Tive que vir

Sua casa já não estava mais tão arrumadinha.

Seu sapato jogado no chão, folhas secas no jardim e poeira sobre os móveis.

Alguma coisa havia acontecido nos últimos dias porque seu olhar estava frio, suas mãos tensas, seu rosto mantinha um tom sisudo e sério.

Ao ouvir sua voz ao telefone senti um calafrio, uma vontade de buscar no passado algo novo. Talvez resgatar o que sempre era novo, o que sempre ressurgia a cada novo olhar, a cada segundo.
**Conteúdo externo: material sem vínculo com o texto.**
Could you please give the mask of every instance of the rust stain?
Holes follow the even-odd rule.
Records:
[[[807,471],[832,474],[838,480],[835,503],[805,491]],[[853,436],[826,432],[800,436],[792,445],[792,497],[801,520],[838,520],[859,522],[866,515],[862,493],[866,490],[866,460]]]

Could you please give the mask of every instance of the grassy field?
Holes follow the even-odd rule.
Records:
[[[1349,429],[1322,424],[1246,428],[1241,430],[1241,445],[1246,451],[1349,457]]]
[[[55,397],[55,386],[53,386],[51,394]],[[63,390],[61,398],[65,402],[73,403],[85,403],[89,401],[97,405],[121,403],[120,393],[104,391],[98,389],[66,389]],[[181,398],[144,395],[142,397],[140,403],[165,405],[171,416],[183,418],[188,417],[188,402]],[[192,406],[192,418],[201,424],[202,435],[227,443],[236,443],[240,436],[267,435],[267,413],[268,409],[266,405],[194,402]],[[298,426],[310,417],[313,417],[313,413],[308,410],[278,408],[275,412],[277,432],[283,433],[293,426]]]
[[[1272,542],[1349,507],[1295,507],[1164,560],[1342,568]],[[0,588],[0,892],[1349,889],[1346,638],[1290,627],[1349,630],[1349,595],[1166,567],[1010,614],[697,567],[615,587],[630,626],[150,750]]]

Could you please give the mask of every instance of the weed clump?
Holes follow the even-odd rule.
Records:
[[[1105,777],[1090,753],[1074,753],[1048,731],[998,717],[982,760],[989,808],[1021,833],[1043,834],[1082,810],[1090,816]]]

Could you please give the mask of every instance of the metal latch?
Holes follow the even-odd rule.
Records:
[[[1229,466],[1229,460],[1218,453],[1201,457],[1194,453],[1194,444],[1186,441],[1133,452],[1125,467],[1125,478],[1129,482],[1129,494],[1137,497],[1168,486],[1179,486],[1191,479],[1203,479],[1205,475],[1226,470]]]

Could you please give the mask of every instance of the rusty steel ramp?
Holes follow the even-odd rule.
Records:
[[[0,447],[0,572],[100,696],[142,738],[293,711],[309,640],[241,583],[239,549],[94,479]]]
Mas eu não tive essa capacidade, não consigo resgatar o que passou, não consigo cavar mais água desse poço. Tenho a sensação que o balde vem sempre vazio... ou que a corda é frágil demais pra suportar o peso e poderá se romper. Ficaria sem o vaso, sem a água. Ou talvez eu já esteja sem água há algum tempo, sempre sentindo sede, sempre sentindo esse balde chegar vazio...

Mas, mesmo assim, eu vim. Eu tive que vir.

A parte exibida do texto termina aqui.